Huyen Langlon is an Indian martial art form; it comprises of two parts: Thang Ta (armed combat) and Sarit Sarak (unarmed combat). ‘Thang’ means sword, while ‘Ta’ means spear – the two main weapons of the form. Practitioners also used axes and shields sometimes. Thang Ta can be practiced in tantric (ritualistic), dance and combat ways.
Huyen Langlon’s ancient history is hidden in local hymns and legends that credit the martial art and its related dances to native gods. It is considered so sacred that violating any of its strict rules is seen as shameful and sinful.

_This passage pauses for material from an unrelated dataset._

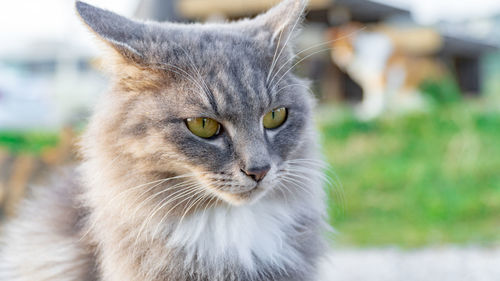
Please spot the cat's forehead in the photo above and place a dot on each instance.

Following a challenge, a day is selected for the combat; in the meanwhile, warriors will prepare their weapons. Allowing your opponent to shoot the first bow or spear is a sign of immense courage. After the battle, it was customary to take the loser’s head as a trophy. Opponents who ran, begged for mercy or cried in fear were usually spared by the victor.
While it was not necessary for a warrior to kill his opponent, it was expected that he would behead the loser. As a token, either before the combat or before the beheading, the two warriors share a meal prepared by their wives.

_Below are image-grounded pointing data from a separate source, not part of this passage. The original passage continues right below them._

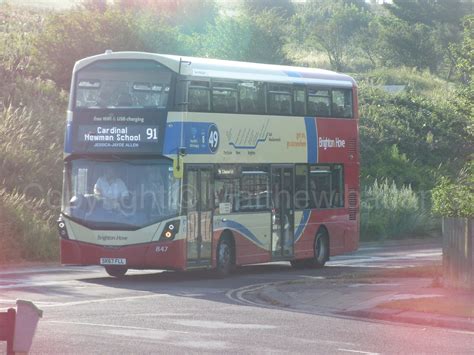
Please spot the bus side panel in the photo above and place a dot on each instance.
(167, 255)
(252, 236)
(90, 254)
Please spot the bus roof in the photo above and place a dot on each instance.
(225, 69)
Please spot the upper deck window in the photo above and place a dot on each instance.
(199, 96)
(123, 84)
(341, 103)
(279, 99)
(224, 97)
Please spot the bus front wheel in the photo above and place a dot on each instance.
(321, 249)
(225, 259)
(116, 271)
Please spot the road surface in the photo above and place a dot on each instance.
(87, 312)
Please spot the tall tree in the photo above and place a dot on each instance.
(331, 26)
(257, 38)
(71, 35)
(284, 7)
(430, 25)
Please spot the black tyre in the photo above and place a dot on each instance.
(299, 264)
(225, 257)
(321, 249)
(116, 271)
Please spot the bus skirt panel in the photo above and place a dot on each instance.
(157, 255)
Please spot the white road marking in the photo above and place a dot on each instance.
(79, 303)
(359, 351)
(112, 326)
(101, 300)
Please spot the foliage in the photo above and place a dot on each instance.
(331, 27)
(191, 16)
(426, 130)
(419, 33)
(388, 211)
(419, 82)
(72, 35)
(32, 135)
(31, 235)
(408, 45)
(257, 38)
(17, 29)
(455, 199)
(285, 8)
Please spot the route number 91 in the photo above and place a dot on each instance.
(151, 134)
(213, 139)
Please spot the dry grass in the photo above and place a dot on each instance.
(428, 271)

When the British went to northeast India, they prohibited martial arts, duels to the death and other violent customs of the region. This ban was hard to enforce as the area was pretty inaccessible. It was only with the adoption of Christianity that the local people left their more violent customs behind.
Anyone who wishes to learn the fighting form starts off with the armed combat aspects of it before progressing to the unarmed tactics. Thang Ta also incorporates ningsha kanglon (breathing exercises), layeng kanglon (traditional medicine), and thengouron (sacred dances).